Mr McCain, a presidential candidate in 2000 and tipped to run again in 2008 for the White House, also said that while he understood the opposition in Ireland to the war in Iraq, he believed Irish people and other Europeans "may be on the wrong side of history".

"I would say to the Irish people that they may be viewing a sea change in the history of the Middle East in that democracy and freedom is spreading throughout that area," he said. "Coupled with significant progress in the Israeli-Palestinian issue, most objective observers would argue that the success of elections in Iraq was one of the catalysts that moved this process forward.

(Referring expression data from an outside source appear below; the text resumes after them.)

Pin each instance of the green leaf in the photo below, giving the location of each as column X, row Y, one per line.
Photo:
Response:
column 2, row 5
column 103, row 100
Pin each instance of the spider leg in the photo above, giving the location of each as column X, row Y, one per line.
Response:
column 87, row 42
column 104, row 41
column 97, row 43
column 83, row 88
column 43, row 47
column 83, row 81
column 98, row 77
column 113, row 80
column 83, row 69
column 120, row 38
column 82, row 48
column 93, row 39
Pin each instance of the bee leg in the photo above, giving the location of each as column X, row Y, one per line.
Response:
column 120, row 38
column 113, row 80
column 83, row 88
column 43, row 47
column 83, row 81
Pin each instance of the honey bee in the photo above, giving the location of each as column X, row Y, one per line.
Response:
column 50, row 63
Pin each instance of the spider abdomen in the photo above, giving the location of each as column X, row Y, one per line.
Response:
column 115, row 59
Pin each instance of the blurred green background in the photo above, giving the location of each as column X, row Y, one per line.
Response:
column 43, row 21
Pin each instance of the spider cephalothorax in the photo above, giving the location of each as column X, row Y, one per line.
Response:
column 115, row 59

Lot of things could go wrong but you see Mubarak calling for free elections, the Saudis saying that the Syrians have to get out of Lebanon, the demonstrations by the Lebanese saying 'Syrians out'. I believe you are seeing the winds of change blow across the Middle East."

He said that a number of Democrats in Congress were already saying that "President Bush may have been right." The difference between the Iraqi situation and the Vietnam war, said Mr McCain, who was a North Vietnam prisoner of war, "is that with the free elections in Iraq we changed the dynamic from insurgents versus the US to insurgents versus their own elected government. In Vietnam the South Vietnamese never viewed their government in Saigon as legitimate. It was always one general after another and they had a national hero in Ho Chi Min.

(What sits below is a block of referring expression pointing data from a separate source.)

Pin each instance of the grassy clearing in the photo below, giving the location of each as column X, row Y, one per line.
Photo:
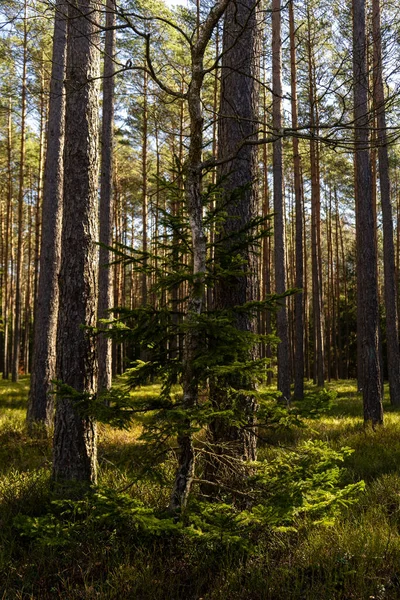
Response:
column 356, row 558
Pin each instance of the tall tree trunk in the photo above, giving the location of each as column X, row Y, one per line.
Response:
column 279, row 224
column 367, row 266
column 41, row 401
column 75, row 434
column 193, row 176
column 392, row 326
column 144, row 189
column 316, row 270
column 106, row 200
column 237, row 122
column 18, row 282
column 299, row 279
column 8, row 251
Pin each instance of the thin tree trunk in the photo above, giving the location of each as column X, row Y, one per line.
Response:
column 74, row 455
column 8, row 251
column 315, row 222
column 279, row 224
column 106, row 201
column 41, row 400
column 18, row 282
column 193, row 172
column 299, row 279
column 392, row 327
column 367, row 267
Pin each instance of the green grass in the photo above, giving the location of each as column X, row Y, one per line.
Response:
column 358, row 557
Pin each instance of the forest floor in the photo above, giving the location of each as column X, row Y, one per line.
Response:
column 355, row 557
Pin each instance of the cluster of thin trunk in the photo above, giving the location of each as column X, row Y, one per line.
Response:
column 73, row 289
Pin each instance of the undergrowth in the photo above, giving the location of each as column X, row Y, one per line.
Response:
column 302, row 536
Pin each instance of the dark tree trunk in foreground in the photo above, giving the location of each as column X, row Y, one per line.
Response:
column 41, row 402
column 18, row 279
column 238, row 114
column 367, row 308
column 75, row 434
column 106, row 201
column 298, row 306
column 193, row 175
column 392, row 326
column 279, row 224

"In Iraq you've got a bunch of bad people who are killing innocent Iraqis and I don't think time is on the side of insurgents. The key will be casualties. We have been in Korea, Bosnia, Kosovo, lot of countries for a long time and we don't sustain casualties so Americans are pretty happy."

When people read of American soldiers being killed every day "it wears down support and that's the big danger. The key to that is the assumption of responsibility for security and police by Iraqis and it is still not clear despite what the administration says that we are making enough progress in training and equipping the Iraqi army."